The mid-season rookie draft is back on Tuesday, May 26, and the six-year history since its 2019 return has already produced a surprisingly deep list of AFL contributors. At the top of that list sits James Peatling, whose path from Giants Academy prospect to one of the competition’s most reliable midfield runners is the clearest example of what the draft was built to uncover.
Peatling was overlooked in two drafts after progressing through the Giants Academy, then joined the club’s VFL list and earned his chance midway through 2021. He went on to play 45 games for Adam Kingsley before leaving at the end of his contract in 2024, and his output this year has only strengthened the case for his place at No. 1. He is averaging a career-high 20.6 disposals and 4.5 clearances, numbers that show he has moved beyond survival mode and into genuine influence.
That profile matters because the mid-season draft has never been about polish on day one. It is about players who were missed, then forced their way in anyway. Peatling fits that story better than anyone, but he is not alone. Max Hall has made a similar climb after being recruited from Box Hill’s VFL program. He was the highest rated player in the AFL during a four-week stretch midway through last season, then backed it up with a breakout 27-disposal, three-goal game against Hawthorn. In 2026 he opened with 26 disposals and four goals against Melbourne in round one, then produced another 26 disposals and two goals across the weekend. Hall’s rise has been fast enough to make draft night hindsight look expensive.
Cooper Sharman sits in the same conversation. The forward was overlooked by the Giants Academy in his draft year, went to the SANFL with Woodville-West Torrens and eventually earned his chance at St Kilda. He has kicked 93 goals from 80 games, including a career-best 34 last season, when he also booted four goals in a big win against Fremantle. St Kilda rewarded that form with a two-year contract extension, and he is now locked in until at least 2028. For a player who began outside the system’s first pass, that is a substantial vindication.

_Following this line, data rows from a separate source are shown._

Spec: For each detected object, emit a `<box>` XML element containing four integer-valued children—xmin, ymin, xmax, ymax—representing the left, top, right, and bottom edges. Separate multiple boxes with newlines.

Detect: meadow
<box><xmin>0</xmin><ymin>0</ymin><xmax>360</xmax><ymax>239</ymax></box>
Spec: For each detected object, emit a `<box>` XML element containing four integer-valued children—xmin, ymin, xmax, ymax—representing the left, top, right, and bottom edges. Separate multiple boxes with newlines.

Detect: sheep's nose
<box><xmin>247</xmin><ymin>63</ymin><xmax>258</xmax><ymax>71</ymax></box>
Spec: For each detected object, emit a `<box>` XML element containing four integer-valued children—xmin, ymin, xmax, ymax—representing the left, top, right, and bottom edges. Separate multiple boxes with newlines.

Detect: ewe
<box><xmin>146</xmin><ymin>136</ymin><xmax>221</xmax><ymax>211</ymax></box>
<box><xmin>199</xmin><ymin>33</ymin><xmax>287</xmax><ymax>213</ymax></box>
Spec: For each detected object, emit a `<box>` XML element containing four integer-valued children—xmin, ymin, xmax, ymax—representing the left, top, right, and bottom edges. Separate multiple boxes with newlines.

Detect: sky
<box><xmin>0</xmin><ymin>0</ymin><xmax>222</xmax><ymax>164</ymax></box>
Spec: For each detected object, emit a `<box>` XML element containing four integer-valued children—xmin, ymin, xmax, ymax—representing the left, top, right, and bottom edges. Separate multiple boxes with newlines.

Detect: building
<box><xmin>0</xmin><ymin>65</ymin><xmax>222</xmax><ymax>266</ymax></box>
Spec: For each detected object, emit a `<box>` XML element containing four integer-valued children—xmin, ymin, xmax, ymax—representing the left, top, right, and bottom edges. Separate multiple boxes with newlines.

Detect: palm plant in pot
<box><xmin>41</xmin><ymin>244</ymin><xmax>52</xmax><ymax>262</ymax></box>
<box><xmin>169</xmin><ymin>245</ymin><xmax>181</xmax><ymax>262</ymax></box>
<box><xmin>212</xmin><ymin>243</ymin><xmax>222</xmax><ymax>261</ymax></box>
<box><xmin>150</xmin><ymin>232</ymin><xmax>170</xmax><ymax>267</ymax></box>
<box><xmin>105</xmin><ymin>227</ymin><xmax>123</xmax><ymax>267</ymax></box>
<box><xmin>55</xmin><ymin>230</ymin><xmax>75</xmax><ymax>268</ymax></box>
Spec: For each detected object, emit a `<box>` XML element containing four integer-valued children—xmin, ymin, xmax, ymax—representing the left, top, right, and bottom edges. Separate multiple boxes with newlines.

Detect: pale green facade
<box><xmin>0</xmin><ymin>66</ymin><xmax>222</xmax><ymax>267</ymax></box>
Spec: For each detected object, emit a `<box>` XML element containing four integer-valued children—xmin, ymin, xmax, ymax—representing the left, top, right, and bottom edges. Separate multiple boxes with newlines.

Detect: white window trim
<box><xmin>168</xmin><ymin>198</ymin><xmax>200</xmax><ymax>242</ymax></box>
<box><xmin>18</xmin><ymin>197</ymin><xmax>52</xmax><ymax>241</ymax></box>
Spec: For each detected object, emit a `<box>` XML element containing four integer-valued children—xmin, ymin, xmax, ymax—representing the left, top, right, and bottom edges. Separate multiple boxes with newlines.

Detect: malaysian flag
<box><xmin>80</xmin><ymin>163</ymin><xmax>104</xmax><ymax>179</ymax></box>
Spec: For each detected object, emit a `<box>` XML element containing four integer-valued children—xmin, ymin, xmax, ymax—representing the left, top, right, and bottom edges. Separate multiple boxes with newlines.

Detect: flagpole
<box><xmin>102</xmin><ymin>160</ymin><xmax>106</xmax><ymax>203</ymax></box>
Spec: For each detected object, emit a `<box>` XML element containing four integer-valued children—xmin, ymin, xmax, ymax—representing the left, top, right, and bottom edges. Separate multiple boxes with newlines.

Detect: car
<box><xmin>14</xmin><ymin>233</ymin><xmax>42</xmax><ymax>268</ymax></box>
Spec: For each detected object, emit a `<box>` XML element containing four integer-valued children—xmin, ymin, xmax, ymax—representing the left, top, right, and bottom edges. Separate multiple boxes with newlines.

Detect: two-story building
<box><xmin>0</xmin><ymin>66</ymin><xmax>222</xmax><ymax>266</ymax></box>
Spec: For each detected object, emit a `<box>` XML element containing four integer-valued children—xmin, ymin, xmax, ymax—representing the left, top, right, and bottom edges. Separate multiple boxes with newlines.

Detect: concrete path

John Noble’s journey is different, but the same logic applies. He joined Collingwood in the maiden mid-season draft after Richmond selected Marlion Pickett, then played 112 games for the club. He left after being left out of their finals campaigns in 2023 and 2024, but has since added another 35 matches for Gold Coast. There, he and Daniel Rioli have become the Suns’ primary ball movers out of the backline, turning a mid-season selection into a structural piece for a new club.
Sam Durham rounds out the top tier. He came from Richmond’s VFL program and has become one of the best inside ball winners in the competition. He has played 101 matches for Essendon and finished top three in the club’s best and fairest in successive seasons, proof that the draft can uncover more than depth. It can find players who tilt a team’s identity.
The mid-season rookie draft has always carried a simple promise: if a player is good enough, a missed start does not have to be the end. That is why the 2026 draft on Tuesday, May 26 matters beyond the names who will be called. It is another chance to find the next Peatling, the next Hall, the next Sharman — and the clubs that miss them may spend years watching someone else reap the benefit.